JUVENILE DELINQUENCY

Abstract
IN PSYCHIATRY, as in any other branch of medicine, diagnosis and as full as possible an understanding of etiology and pathology are prerequisites to the prescribing of a treatment program. Unfortunately, in problems of delinquency, often the factors at play are more complex than in most diseases and, therefore, treatment needs are also more complex amid less clearly defined. Delinquency, of course, is not a diagnosis but a symptom.

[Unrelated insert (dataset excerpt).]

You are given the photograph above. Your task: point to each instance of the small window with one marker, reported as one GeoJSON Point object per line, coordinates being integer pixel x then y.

The delinquent act is like fever or a swelling; the factors underlying it are multiple and varied. I shall try, somewhat in summary form, to describe treatment needs in terms of basic causes of delinquency. Our material is drawn from experience in a large public clinic in a medical school that serves the State of Michigan, and provides opportunity for intensive inpatient as well as outpatient study. First, however, a note of caution: That juvenile delinquency has increased in recent years, especially acts of violence or destruction, is indicated by the statistics at hand. Reading many popular accounts today, one might well get the impression that all teen-agers have "gone to the dogs," that, as a group, they are marauding vandals without capacity for feeling or responsibility. This is, of course, far from the truth. Delinquency is a major social problem but our understanding of it is not helped if in our concern for the more dramatic we exaggerate and lose perspective. The tendency in recent years has been to describe the teen-ager in terms of only negatives. Some writers have gone so far as to stretch absurdity to the point of representing the most vicious, sadistic crime of the year as typical adolescent behavior.